Der Erde drohen durch den Klimawandel dramatische Konsequenzen, sollten sich die düsteren Prognosen bewahrheiten, die Geoforscher zuletzt im Juni veröffentlicht hatten. Das beim G-8-Treffen in L’Aquila vereinbarte Zwei-Grad-Ziel sei kaum mehr zu schaffen, erklärten die Experten, darunter der Londoner Umweltökonom Nicolas Stern und der Direktor des Potsdam-Instituts für Klimafolgenforschung (PIK), Joachim Schellnhuber.
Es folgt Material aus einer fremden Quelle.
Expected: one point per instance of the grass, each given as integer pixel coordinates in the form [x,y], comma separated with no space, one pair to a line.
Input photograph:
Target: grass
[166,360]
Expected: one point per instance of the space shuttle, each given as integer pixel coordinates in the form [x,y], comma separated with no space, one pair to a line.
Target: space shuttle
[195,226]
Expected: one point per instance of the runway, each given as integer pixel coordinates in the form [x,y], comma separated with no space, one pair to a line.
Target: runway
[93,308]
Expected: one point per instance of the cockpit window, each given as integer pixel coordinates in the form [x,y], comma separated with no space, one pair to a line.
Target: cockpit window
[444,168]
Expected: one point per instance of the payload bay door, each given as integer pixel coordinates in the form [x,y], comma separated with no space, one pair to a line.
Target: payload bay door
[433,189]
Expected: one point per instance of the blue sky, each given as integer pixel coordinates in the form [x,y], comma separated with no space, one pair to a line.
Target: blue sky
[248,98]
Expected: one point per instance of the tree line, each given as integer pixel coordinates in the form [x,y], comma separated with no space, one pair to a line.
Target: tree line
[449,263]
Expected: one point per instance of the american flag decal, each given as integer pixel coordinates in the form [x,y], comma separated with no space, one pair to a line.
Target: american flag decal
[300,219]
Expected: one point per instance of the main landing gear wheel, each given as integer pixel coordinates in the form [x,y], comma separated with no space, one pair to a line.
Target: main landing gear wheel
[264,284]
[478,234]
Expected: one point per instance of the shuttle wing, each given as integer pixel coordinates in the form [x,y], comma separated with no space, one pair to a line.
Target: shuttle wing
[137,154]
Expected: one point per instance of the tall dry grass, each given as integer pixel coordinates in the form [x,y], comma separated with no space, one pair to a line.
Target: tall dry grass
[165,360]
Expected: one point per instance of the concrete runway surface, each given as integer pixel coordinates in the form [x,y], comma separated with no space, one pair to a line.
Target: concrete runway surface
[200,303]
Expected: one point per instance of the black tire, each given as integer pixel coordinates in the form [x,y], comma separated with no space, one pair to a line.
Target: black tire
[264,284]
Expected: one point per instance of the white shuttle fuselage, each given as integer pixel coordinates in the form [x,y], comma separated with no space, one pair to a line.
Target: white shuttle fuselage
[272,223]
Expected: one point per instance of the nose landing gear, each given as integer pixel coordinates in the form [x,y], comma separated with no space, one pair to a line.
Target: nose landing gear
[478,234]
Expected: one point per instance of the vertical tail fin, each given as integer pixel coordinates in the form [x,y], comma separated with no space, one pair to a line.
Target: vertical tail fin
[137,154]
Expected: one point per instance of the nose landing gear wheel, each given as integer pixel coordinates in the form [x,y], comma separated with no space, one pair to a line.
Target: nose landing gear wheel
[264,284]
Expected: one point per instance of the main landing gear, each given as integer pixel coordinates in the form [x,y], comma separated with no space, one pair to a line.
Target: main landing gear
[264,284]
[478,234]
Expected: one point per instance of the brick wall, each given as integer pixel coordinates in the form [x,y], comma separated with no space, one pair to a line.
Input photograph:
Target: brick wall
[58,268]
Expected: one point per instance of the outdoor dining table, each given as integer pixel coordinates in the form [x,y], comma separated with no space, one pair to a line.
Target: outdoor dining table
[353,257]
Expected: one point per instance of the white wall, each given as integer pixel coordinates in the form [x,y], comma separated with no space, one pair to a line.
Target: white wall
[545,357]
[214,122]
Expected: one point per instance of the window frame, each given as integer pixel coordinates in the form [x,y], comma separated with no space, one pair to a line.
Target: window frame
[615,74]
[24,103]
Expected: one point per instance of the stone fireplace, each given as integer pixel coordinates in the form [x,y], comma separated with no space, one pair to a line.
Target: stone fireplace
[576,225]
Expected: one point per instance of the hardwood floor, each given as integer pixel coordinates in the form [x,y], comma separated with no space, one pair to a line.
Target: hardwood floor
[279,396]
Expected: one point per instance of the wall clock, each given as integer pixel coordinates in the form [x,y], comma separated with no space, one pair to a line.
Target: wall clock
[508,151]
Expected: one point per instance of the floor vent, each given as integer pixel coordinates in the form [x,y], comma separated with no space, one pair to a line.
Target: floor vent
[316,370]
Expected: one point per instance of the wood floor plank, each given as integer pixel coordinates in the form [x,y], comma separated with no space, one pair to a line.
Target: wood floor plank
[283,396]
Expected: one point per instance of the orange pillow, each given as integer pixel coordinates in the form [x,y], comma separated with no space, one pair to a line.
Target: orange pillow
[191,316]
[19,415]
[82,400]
Vor diesem Hintergrund ist es nur logisch, daß sich Wissenschaftler immer stärker mit Geo-Engineering beschäftigen – also gezielten menschlichen Eingriffen in den Energiehaushalt der Atmosphäre. Die britische Institution of Mechanical Engineers hat jetzt eine Studie veröffentlicht, in der Forscher verschiedene Varianten diskutieren.

Das wohl spektakulärste Konzept darin sind künstliche Bäume – eine Idee, die schon seit Jahren unter anderem von Klaus Lackner von der University of Columbia in New York propagiert wird. Ein Team vom Rutherford Appleton Laboratory in Oxfordshire schlägt vor, die Anlagen beispielsweise am Rand von Autobahnen, um Städte herum oder im Meer aufzubauen.